Em 2018, antes das eleições gerais, o Conselho de Comunicação Social do Congresso Nacional propôs um debate aprofundado sobre as fake news no país. Como presidente do organismo, solicitei à assessoria legislativa do Senado Federal uma minuta de projeto de lei sobre o tema. Após debate no conselho, a proposta seria encaminhada ao presidente do Congresso, o então senador Eunício Oliveira, para ser transformada em projeto de lei.
A proposta era simples e, basicamente, visava a alterar dois artigos do Código Penal e um artigo do Marco Civil da Internet. Estabelecia penas para a divulgação de notícia falsa que pudesse corromper o processo eleitoral, bem como pudesse afetar a segurança pública, a saúde, a economia nacional ou outro interesse público relevante. No tocante ao Marco Civil, definia notícia falsa e responsabilizava o provedor de internet que não retirasse o conteúdo considerado falso a partir de ordem judicial específica.
Naquela época, o debate era nascente, mas o fenômeno já despertava preocupação. No entanto, e paradoxalmente, a imprensa reagiu mal ao texto que, na verdade, era apenas um anteprojeto a ser debatido. A imprensa, como se sabe, pode ser punida por publicar notícias falsas. Já as redes sociais, não. É inacreditável que a mídia não tenha percebido e se posicionado contra o tratamento desigual a que a lei submete seus jornalistas, não punindo adequadamente quem produz e divulga fake news.
“A cidadania depende mais da boa vontade das plataformas do que do peso da lei”
O anteprojeto de lei do Conselho de Comunicação Social não foi adiante. O debate foi embargado pela covardia de uns e a miopia de outros. Os danos que as fake news causaram ao processo eleitoral de 2018 são amplamente conhecidos. Caso o anteprojeto tivesse sido aprovado, o caos provocado pelas falsas notícias poderia ter sido menor. Apenas o debate engajado no Congresso permitiria ter coibido práticas disseminadas naquelas eleições.
Estamos em 2023, o debate continua rolando. E, de lá para cá, a imprensa perdeu receita e as plataformas se agigantaram, mas não respondem claramente às suas responsabilidades.

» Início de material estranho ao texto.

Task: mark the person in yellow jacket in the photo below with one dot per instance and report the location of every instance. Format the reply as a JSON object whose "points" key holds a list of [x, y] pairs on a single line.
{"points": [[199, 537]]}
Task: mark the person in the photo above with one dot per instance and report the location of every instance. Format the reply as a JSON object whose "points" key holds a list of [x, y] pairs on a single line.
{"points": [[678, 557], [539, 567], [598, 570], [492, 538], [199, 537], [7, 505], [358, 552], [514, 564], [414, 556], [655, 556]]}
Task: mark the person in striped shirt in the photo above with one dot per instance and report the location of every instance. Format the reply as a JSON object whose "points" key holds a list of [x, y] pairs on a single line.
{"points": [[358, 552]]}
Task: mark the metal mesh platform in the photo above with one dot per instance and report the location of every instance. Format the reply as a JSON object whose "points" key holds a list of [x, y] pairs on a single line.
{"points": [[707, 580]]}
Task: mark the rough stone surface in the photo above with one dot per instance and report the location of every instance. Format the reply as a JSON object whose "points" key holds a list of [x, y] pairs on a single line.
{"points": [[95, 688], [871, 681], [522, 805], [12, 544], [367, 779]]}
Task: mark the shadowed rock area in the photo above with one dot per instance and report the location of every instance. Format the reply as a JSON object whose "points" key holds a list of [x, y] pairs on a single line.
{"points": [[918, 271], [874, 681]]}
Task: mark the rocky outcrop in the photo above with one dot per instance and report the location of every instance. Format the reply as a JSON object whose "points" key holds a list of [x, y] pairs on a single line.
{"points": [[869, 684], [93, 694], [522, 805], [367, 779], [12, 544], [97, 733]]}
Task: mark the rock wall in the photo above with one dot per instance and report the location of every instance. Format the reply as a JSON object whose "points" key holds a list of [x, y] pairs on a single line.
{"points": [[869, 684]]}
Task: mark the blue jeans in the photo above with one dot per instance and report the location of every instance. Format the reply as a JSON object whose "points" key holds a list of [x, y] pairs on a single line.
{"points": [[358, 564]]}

A cidadania depende mais da boa vontade das plataformas do que do peso da lei. Por outro lado, na falta de uma disciplina legal abrangente, o Judiciário termina por assumir um protagonismo que deveria ser balizado por uma lei específica.
Recentemente, o presidente da Câmara dos Deputados, Arthur Lira, declarou que pretende aprovar um texto sobre o tema. Não é sem tempo. A iniciativa vem tarde, mas pode corrigir uma grave falha, criando uma lei que puna quem produz fake news e, sobretudo, faça com que aqueles que mantêm o conteúdo na internet, mesmo contra ordem judicial específica, assumam a responsabilidade legal por seus atos.
Vale destacar que a emergência das redes sociais é um fenômeno positivo. Serve, entre outras coisas, como canal de expressão de opiniões para muitos. Mas, sem existir um marco legal claro, abusos ocorrem. Em especial quando se usa o anonimato para difundir factoides, fake news e discursos de ódio. O texto ora em discussão na Câmara dos Deputados, cujo relator é o deputado Orlando Silva, foi aprovado no Senado em 2020. Já não é sem tempo que o debate deva ser concluído no Legislativo.